Gonçalo Rosa da Silva, in Expresso on-line
A questão dos refugiados levou o ex-Presidente português a acusar a Europa de estar a atuar "sem visão nem vontade política"
O antigo Presidente da República Jorge Sampaio considerou esta terça-feira que a Europa vive uma situação "absolutamente inimaginável" na questão dos refugiados, "sem visão nem vontade política", estando os Estados Unidos na mesma situação.
As orientações políticas de Donald Trump em termos de política externa "nem nos piores cenários julgámos possível", disse o antigo chefe de Estado num debate no Parlamento sobre o tema "Refugiados e Migrações: a prevenção de conflitos e as soluções duradoiras", uma iniciativa da Comissão de Assuntos Constitucionais, Direitos, Liberdades e Garantias (subcomissão para a Igualdade e Não Discriminação).
Sampaio, o responsável por uma campanha de apoio a estudantes sírios que iniciou há quatro anos, começou por defender que o reforço da cooperação europeia é a melhor resposta para o populismo, e avisou que 2017 parece "anunciar mudanças estruturais", com os Estados Unidos e o Reino Unido à frente no "desmantelamento" do sistema vigente.
Ainda assim, numa nota de otimismo, disse acreditar ("quero acreditar") que os mecanismos de "freios e contrapesos" da democracia norte-americana vão funcionar a médio prazo.
Numa era em que há menos guerras mas na qual elas são mais violentas, falta na ONU um "mecanismo de resposta rápida" na prevenção e mediação de conflitos, uma área na qual Portugal podia também fazer melhor, disse Jorge Sampaio.
E acrescentou que são precisas novas abordagens nas crises humanitárias, explorar novas formas de proteger grupos diferentes, e deu o exemplo dos estudantes na Síria, onde antes da guerra 25% tinha acesso ao ensino superior e que hoje apenas 1% desses jovens refugiados chega à universidade, o que indica que se está a perder toda uma geração de diplomados.
No debate falou também Pedro Coelho, do Alto Comissariado para as Migrações, que começou por lembrar a crise de natalidade na Europa, recordando também que os imigrantes contribuem em Portugal para a segurança social com mais de 300 milhões de euros, e que são eles também quem cria mais empresas.
Portugal recebeu até agora 942 refugiados, todos com acesso à saúde e ao ensino do português, com 25% já com emprego, segundo o responsável.
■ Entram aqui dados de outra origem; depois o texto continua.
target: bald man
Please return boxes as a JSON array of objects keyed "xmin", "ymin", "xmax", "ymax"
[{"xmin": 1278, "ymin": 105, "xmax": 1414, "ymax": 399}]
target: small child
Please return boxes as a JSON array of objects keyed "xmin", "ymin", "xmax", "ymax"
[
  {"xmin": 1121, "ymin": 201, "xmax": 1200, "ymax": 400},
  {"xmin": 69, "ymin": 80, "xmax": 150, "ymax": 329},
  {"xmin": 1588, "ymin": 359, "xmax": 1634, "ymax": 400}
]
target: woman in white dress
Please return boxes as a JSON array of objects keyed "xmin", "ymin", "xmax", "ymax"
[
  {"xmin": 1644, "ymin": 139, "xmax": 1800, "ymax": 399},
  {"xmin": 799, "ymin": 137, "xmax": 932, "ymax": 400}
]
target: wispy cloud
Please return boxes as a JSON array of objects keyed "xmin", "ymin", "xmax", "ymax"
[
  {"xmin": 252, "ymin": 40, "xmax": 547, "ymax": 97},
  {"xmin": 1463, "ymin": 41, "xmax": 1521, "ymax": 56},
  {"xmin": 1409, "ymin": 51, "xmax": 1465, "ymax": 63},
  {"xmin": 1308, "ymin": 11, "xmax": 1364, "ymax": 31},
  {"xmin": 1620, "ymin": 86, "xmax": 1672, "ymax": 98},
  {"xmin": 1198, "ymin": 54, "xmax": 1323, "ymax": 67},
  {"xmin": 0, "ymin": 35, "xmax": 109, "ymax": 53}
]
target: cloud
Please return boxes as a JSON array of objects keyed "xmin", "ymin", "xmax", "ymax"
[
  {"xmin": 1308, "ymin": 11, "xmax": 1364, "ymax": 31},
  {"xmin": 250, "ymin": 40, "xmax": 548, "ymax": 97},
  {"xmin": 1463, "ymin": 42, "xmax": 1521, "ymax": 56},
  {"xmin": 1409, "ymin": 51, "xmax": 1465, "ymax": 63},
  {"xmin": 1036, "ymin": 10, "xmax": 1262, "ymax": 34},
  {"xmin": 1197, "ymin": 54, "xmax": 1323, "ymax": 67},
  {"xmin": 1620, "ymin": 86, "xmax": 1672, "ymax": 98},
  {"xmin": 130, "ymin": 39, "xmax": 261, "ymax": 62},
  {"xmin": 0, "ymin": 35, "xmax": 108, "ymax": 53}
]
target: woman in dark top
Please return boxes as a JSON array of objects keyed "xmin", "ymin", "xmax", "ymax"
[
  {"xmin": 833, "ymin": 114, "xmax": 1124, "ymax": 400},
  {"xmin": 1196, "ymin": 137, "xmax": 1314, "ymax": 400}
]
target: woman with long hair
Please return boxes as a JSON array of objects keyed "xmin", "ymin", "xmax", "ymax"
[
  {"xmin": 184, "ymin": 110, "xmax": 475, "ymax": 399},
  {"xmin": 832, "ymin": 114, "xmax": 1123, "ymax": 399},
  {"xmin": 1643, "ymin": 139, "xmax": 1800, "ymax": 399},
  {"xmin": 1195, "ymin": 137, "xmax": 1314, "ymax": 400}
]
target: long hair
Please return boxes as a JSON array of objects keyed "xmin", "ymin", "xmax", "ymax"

Teresa Tito de Morais, do Conselho Português para os Refugiados, discordou no entanto dos números afirmando: "não digo que todos estão com aulas de português".
Tito de Morais lembrou o grande aumento no mundo de refugiados nas últimas duas décadas, que o milhão que chegou à Europa não é comparável aos números que chegaram a outros países, como o Líbano ou a Turquia, e recordou também as 85 mil pessoas que os Estados Unidos acolheram entre outubro de 2015 e setembro de 2016, entre eles 10 mil sírios.
"As restrições de Donald Trump são muito graves no contexto global de acolhimento de refugiados", disse.
Além de André Jorge, que falou do trabalho da Plataforma de Apoio aos refugiados, os presentes no debate ouviram ainda a história de uma refugiada iraquiana de 48 anos, cabeleireira, que teve de deixar tudo devido ao grupo autodenominado "Estado Islâmico" e que agora vive em Portugal, de que nunca tinha ouvido falar até chegar à Grécia e onde hoje quer viver para sempre.